Kısa filmin uzun yolculuğu
'Adalet Bakanlığı' makamının 'ağır'lığından olsa gerek, hiç tahmin edilmeyecek bir yeteneği var: Kısa film. Yaklaşık 38 yıldır kısa film çekiyor. Film makinelerinin görüntüyü sessiz kaydettiği dönemden beri... Şahin, "El kameram vardı; 8 mm film çekebiliyordu. Eski kameralarda 5'er dakikalık filmler çekip, bu filmleri birbirine ekleyen makineler bile almıştım. Sessiz filmlere seslendirme bile yaptım. Şimdi dijital makinem var. Ama fazla vaktim olmuyor" diyor. Peki, 'kısa film' ilgisi nasıl doğdu Mehmet Ali Şahin'in: "İstanbul'da devlet memuruyken sık sık Sirkeci'ye giderdim. 1970'li yıllar. Oradan geçerken bir kamera gördüm. Hâlâ makine bende durur. Ucuz bir fiyata aldım. 3 dakika süren kaseti vardır. O zaman filmi çekersiniz, banyo ettiremezsiniz.

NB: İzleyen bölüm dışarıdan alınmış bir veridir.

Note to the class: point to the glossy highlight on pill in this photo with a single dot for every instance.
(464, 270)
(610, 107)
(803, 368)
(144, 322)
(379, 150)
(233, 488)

Onu, özel bir zarfa koyup Almanya'ya Kodak'ın merkezine gönderirsiniz. Orada film banyo edilir ve size 15 gün sonra geri gönderilir. O çektiğim filmleri izleyebilmek için yansıtıcı da almıştım ve beyaz bir perdede izlerdim. Çok meraklıydım. Önce kötü çektim filmleri. Ama hatamı göre göre düzelttim. Şimdi hem ışığı, hem kamera hareketlerini çok iyi ayarlayabiliyorum ve iyi kamera kullandığımı iddia edebilirim. Vaktim olsa kısa film çekebilirim. Tabii o zaman çektiğimiz filmler sessizdi. Ama ben teybe kaydettiğim seslerden ya da müziklerden ekleyerek sesli film haline getirirdim. Bunun için özel makine dahi aldım."
Köyün belgeseli
Önemli bir arşive sahip. Fırsat buldukça gidip annesine bağda, bahçede, tarlada yardımcı olduğu Karabük'ün Ekincik Köyü, 'sosyal birikim'inin kaynağı olmuş. Yıllarca çekim yapmış 'güzel' köyünde. Öyle ki, artık hayata veda etmiş birçok kişinin görüntüleri onda saklı. Torunlarına çağrı yapıyor: "Köyde yakın akrabalarımdan tüm büyüklerimin filmleri var bende. Şimdi hayatta değiller çoğu. Bazen göstereyim istiyorum, ama üzülürler kaybettiği yakınları için, diye göstermiyorum. Yine de çocukları, torunları, büyüklerini görmek isterse onlara gösterebilirim. Yani köyün belgeseli var elimde."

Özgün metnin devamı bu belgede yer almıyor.